Observation data (J2000 epoch)
- Constellation: Camelopardalis
- Right ascension: 09^{h} 08^{m} 06.196^{s}
- Declination: +78° 05′ 06.57″
- Redshift: 0.004466
- Heliocentric radial velocity: 1339 km/s
- Distance: 67.35 ± 10.92 Mly (20.650 ± 3.347 Mpc)
- Group or cluster: NGC 2715 group (LGG 165)
- Apparent magnitude (V): 11.56
- Apparent magnitude (B): 11.79

Characteristics
- Type: SAB(rs)c
- Size: 98,000 ly (30,100 pc)
- Apparent size (V): 4.9′ × 1.7′

Other designations
- IRAS 09018+7817, UGC 4759, PGC 25676, CGCG 350-012

= NGC 2715 =

Galaxy in the constellation Camelopardalis

NGC 2715 is an intermediate spiral galaxy in the constellation Camelopardalis.
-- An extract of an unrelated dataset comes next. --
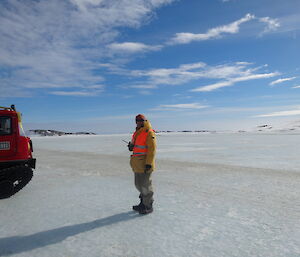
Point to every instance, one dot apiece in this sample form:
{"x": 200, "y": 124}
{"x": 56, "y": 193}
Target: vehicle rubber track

It was discovered in 1871 by Alphonse Borrelly. It is an intermediate spiral galaxy that is 4.9 arcminutes wide.

==NGC 2655 group==
NGC 2715 is part of the NGC 2655 group (also known as LGG 165). Other galaxies in this group are NGC 2591, NGC 2748, UGC 4466, UGC 4701, and UGC 4714.

==Supernova==
One supernova has been observed in NGC 2175:
- SN 1987M (Type Ib, mag. 15) was discovered by Miklós Lovas on 21 September 1987.